One of the key problems with refs today seem so focused on the letter of the
rules that they actually end thwarting the spirit behind the rules. I think
this has a lot to do with attempting to train refs as automatons conditioned
to 'reflex calls' rather than acknowledging the fact that reffing a game
requires judgement not just about facts but also about how a game is MEANT
to be played. Refs should be trained to understand the relationship between
the calls they make and the result they have upon play, taking into account
the context of the larger game - kind of like a judge who takes all the
available evidence into account when rendering a judgment. This would
require entrusting the refs with the responsibility for managing the overall
flow of the game, not simply the ability to make a given call at a given
time. Instead it seems as if they are instructed to make certain calls based
on particular criteria REGARDLESS of the overall context (and violence
within that context) of the call - resulting in weird inconsistencies in
levels of contact (for example: Kidd undercutting an airborne Pierce versus
Battie's 'flagrant foul', or Kobe's non-call elbow versus Bibby's 'foul' on
Kobe in the same sequence) - in a sense they've like judges whose judgment
has been deliberately neutered by 'mandatory sentencing' in order to comport
with some strange Skinnerian fantasy about how humans should react to
stimuli.

Case in point, the "no charge circle": as I understand it, this was
instituted to prevent the practice popularized by Laimbeer and other 'bad
boy' Pistons of jumping under the basket when they saw someone driving for a
lay-up in order to draw a charge and (not incidentally) undercut the
airborne opponent. This tactic was clearly illegal under existing rules (you
simply cannot stand under the basket and deny anyone attempting a lay-up any
place to land) but for whatever reason refs started rewarding such false
hustle defensive play (as well as allowing all sorts of thuggery) and the
league stepped in to attempt to return to status quo ante. The result? Now
we STILL have people jumping in at the last moment - after the opponent is
airborne in many cases - to draw 'charges' if only they are a fraction
outside the circle. Meanwhile Shaq can now drive his shoulder full force
into a defender who happens to be between him and the basket no matter how
long that defender has held that position because that defender is now
inside the 'no charge circle'. Not only has the actual intent of the rule
change been thwarted (refs still allow last-second jump-in-front 'planting
of feet' resulting in the undercutting of airborne lay-ups) but now they
ALSO refuse to call what should be obvious offensive fouls (Shaq is not
airborne coming in for a lay-up - he is actively dislodging positional
defenders with all his might) all because of a slavish attention to the
letter rather than the animating spirit behind the 'no charge' rule.

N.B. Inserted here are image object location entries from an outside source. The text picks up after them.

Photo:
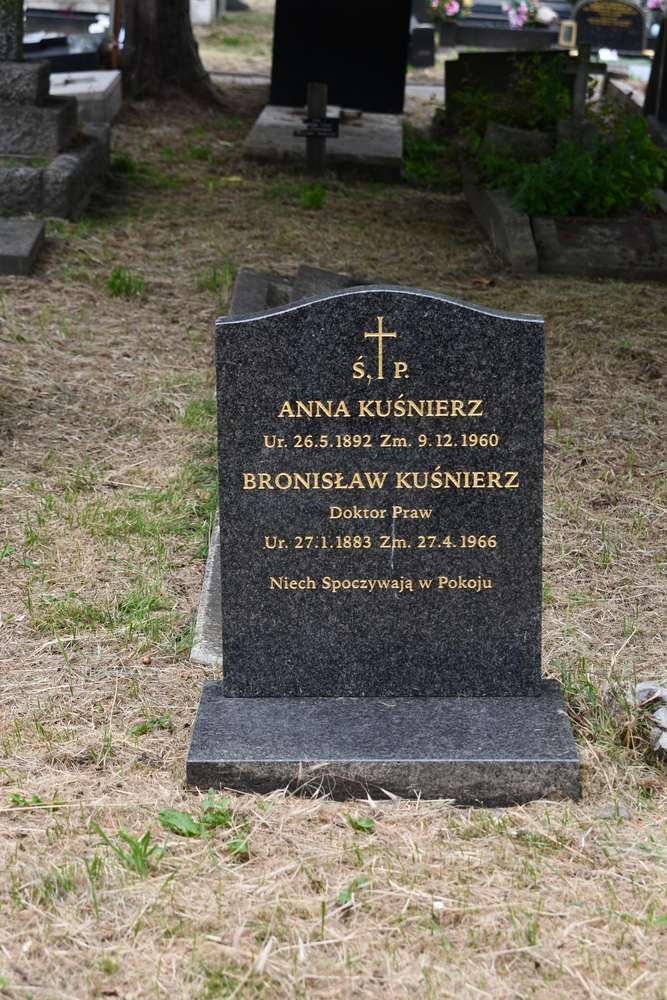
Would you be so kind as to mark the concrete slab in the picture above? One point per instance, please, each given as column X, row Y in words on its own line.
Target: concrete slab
column 370, row 142
column 630, row 247
column 98, row 92
column 477, row 751
column 20, row 242
column 507, row 227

Eliminating the illegal D rules was a good first step in returning to the
NBA to a league guided by basic principles rather than pedantic attention to
minutia. The game would be further improved if refs were instructed to
maintain certain basic principles (the concepts of defensive position,
freedom of offensive movement and the importance of who initiates contact).

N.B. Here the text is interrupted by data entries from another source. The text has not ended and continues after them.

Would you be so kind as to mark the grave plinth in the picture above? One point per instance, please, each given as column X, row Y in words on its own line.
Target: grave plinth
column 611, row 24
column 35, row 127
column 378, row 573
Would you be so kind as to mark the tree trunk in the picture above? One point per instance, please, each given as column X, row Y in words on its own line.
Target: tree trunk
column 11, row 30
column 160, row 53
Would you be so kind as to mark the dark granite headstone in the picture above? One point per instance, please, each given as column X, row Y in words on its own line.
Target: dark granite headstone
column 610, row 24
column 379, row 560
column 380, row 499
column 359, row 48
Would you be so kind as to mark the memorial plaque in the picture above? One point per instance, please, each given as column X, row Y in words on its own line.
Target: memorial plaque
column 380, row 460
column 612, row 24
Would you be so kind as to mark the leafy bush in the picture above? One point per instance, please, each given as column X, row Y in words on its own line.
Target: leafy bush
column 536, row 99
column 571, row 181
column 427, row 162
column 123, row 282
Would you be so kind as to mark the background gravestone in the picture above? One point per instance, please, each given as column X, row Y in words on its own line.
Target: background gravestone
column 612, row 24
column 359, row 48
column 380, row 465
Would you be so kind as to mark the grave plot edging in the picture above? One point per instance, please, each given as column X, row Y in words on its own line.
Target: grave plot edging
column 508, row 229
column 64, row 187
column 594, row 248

Refs should understand HOW and WHY such principles are central to the game
rather than being trained to focus on specific minutia intended to 'trigger'
calls (the conceptual basis for the now defunct illegal defense rules as
well as the current flagrant foul rules, the 'no charge zone' and
jump-in-front charges among others). The way the game is called today too
often the forest is missed for the trees.